Mit Martin Walsers jüngstem Roman «Der Tod eines Kritikers» kommt mutmaßlich mehreres an ein Ende. Zuallererst die enge Beziehung zwischen diesem Autor und der «Frankfurter Allgemeinen Zeitung». Soeben hat sie Walser, von dem sie seit Jahr und Tag das jeweils neueste Prosawerk in Fortsetzung vorabdruckt, vor aller Augen die Tür gewiesen. Ein solcher Akt ward noch nicht gesehen. Frank Schirrmacher will Walsers «Dokument des Hasses» nicht bringen, weil es einer «Exekution» Marcel Reich-Ranickis gleichkomme. Dieser, nur notdürftig verschlüsselt als Kritiker André Ehrl-König, steht, mit vielen Versatzstücken aus der Klischeekiste ausgestattet, als jiddelnder Popanz im Mittelpunkt des Buches. Damit dürfte auch das Tischtuch zwischen dem Literaturpapst und Martin Walser für immer zerschnitten sein.

Auch Walsers Verhältnis zu seinem Verlag kann kaum so bleiben, wie es ist. Es wird nämlich in «Tod eines Kritikers» auch das Personal des Hauses Suhrkamp in einer Weise bloßgestellt, die nicht nur die Abwendung Unselds von Martin Walser zur Folge haben, sondern auch dem verantwortlichen Lektor noch erhebliche Probleme bereiten könnte.

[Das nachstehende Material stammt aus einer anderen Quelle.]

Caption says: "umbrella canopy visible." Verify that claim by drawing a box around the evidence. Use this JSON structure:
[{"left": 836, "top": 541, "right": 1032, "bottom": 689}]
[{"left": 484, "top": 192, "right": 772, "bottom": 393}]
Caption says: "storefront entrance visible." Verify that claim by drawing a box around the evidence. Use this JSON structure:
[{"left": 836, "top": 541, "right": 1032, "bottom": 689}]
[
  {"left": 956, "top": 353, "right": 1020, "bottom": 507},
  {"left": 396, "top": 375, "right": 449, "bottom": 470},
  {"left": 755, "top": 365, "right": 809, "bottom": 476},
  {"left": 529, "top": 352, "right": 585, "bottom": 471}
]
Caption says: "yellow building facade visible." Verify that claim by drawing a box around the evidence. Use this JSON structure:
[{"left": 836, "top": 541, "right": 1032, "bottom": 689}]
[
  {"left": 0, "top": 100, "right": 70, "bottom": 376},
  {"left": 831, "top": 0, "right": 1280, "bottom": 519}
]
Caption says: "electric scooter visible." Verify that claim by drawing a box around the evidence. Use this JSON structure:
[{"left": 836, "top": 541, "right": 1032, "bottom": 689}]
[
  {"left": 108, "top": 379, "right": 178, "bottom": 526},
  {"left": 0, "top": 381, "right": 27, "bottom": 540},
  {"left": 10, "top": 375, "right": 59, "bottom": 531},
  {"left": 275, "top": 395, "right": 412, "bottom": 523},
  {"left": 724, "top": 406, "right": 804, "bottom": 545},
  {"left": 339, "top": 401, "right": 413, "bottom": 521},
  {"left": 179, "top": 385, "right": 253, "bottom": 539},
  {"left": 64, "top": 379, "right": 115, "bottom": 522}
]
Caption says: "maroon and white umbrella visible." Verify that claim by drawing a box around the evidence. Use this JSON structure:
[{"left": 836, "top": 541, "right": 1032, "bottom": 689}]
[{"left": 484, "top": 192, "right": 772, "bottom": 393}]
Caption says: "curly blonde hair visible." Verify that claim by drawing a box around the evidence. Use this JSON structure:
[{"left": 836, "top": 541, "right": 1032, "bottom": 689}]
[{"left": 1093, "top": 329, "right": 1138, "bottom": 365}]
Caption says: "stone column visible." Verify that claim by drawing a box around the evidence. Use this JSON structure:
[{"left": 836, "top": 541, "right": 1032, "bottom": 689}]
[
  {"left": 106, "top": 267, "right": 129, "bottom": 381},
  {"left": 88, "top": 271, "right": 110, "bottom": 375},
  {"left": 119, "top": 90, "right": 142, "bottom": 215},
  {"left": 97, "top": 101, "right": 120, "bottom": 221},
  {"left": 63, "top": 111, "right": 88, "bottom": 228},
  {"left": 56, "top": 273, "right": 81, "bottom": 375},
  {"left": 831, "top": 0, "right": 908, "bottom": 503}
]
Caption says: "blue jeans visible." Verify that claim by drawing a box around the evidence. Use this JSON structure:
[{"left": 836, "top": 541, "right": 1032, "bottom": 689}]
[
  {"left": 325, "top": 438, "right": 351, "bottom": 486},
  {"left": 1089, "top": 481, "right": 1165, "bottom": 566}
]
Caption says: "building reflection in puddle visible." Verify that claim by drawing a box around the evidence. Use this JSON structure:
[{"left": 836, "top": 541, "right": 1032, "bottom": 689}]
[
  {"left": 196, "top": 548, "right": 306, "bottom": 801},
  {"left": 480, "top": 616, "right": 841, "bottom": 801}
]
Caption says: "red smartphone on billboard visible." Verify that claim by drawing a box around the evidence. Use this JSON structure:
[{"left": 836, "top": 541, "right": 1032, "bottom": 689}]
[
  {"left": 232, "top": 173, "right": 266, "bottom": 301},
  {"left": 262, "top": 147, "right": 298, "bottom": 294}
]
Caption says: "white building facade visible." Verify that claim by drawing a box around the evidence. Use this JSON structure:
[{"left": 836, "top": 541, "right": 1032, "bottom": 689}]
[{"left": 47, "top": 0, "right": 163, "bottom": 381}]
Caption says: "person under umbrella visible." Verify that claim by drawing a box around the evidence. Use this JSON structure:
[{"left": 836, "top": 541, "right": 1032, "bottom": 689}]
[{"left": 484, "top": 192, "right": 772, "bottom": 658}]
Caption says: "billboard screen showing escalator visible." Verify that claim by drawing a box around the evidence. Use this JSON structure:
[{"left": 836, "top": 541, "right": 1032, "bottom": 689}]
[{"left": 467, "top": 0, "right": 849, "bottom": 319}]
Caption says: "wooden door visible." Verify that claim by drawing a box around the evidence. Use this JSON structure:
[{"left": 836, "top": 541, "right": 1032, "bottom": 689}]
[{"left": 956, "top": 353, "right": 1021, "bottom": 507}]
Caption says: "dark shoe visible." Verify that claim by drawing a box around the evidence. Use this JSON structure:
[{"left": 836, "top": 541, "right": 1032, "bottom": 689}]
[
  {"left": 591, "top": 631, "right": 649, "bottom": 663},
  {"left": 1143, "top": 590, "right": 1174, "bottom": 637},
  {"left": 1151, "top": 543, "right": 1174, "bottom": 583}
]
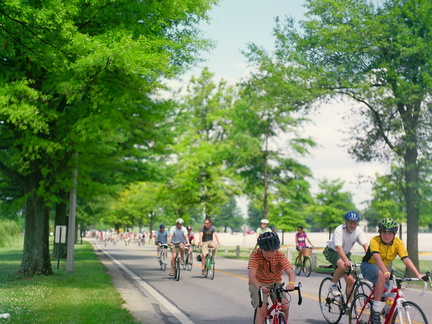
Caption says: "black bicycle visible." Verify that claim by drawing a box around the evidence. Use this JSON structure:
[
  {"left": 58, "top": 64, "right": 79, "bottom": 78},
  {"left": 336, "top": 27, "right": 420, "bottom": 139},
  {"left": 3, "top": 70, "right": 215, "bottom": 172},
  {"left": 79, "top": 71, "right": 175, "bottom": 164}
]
[{"left": 318, "top": 262, "right": 372, "bottom": 324}]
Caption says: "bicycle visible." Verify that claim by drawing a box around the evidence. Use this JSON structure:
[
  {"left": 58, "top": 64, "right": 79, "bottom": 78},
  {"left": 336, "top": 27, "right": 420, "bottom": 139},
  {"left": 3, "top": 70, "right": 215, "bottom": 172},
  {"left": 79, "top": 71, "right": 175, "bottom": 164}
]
[
  {"left": 204, "top": 247, "right": 215, "bottom": 280},
  {"left": 318, "top": 262, "right": 372, "bottom": 324},
  {"left": 349, "top": 270, "right": 432, "bottom": 324},
  {"left": 295, "top": 246, "right": 312, "bottom": 277},
  {"left": 159, "top": 244, "right": 168, "bottom": 271},
  {"left": 254, "top": 282, "right": 303, "bottom": 324},
  {"left": 183, "top": 244, "right": 194, "bottom": 271},
  {"left": 171, "top": 243, "right": 181, "bottom": 281}
]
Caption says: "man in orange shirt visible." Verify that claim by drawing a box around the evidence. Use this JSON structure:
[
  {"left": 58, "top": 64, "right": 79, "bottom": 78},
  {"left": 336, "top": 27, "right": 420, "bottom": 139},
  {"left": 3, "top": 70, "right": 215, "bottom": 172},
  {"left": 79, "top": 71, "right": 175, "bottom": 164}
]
[{"left": 248, "top": 232, "right": 295, "bottom": 324}]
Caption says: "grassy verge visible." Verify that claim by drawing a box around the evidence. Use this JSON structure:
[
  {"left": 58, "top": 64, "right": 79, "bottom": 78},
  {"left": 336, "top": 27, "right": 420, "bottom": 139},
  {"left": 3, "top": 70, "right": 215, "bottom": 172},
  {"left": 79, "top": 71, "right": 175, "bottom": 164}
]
[{"left": 0, "top": 237, "right": 137, "bottom": 324}]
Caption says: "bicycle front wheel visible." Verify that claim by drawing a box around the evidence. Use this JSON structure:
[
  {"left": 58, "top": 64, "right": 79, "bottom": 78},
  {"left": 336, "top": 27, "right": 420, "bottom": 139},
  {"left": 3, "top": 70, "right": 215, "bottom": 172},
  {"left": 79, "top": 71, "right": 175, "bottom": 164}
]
[
  {"left": 174, "top": 252, "right": 181, "bottom": 281},
  {"left": 185, "top": 252, "right": 193, "bottom": 271},
  {"left": 318, "top": 277, "right": 343, "bottom": 324},
  {"left": 278, "top": 313, "right": 286, "bottom": 324},
  {"left": 295, "top": 256, "right": 301, "bottom": 276},
  {"left": 303, "top": 257, "right": 312, "bottom": 277},
  {"left": 353, "top": 281, "right": 372, "bottom": 297},
  {"left": 348, "top": 293, "right": 372, "bottom": 324},
  {"left": 391, "top": 301, "right": 428, "bottom": 324}
]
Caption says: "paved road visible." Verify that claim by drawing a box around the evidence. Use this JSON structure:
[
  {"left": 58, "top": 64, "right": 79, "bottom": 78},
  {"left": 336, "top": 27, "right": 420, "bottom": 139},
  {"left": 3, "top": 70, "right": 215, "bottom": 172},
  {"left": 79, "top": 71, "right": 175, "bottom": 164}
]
[{"left": 90, "top": 240, "right": 432, "bottom": 324}]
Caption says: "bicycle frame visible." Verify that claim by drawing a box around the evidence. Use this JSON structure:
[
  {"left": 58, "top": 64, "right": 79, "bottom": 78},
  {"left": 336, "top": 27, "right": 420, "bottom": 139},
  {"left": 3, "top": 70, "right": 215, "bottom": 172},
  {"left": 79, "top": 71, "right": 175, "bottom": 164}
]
[
  {"left": 258, "top": 282, "right": 303, "bottom": 324},
  {"left": 350, "top": 270, "right": 432, "bottom": 324}
]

Vor allem aber muss man nur über geringe prophetische Gaben verfügen, um schon jetzt zu sagen: Walsers Renommee als große intellektuelle Figur, als moralisch-politische Instanz, die seit den Tagen der Gruppe 47 in den Diskurskämpfen der Bundesrepublik Sitz und Stimme von erheblicher Wirkungsmacht besaß, wird endgültig auf den Prüfstand gestellt werden. Nicht nur die Fraktion der politisch Korrekten, die Walser seit seiner umstrittenen Rede zur Entgegennahme des Friedenspreises von 1998 im Visier hat, nicht nur sie hat nun Anlass, den Stab über ihn zu brechen. Auch die Liberalen, Verständnisbereiten, die auf dem Standpunkt stehen, seine Meinung nicht teilen zu können, aber alles tun zu wollen, damit er sie in Freiheit äußern kann, auch diese müssen sich nun fragen, ob sie sich nicht für einen Uneinsichtigen eingesetzt haben.

Doch noch etwas anderes kommt mit jenem jüngsten Opus, das uns noch geraume Weile in Atem halten wird, zu einem End- oder doch Höhepunkt. Gemeint ist ein literarisches Verfahren, das sich allerdings bei Walser in den letzten Jahren verfestigt hat zu einer Art geistigem Prinzip. Wir wollen es nennen: die Lust an der Regression.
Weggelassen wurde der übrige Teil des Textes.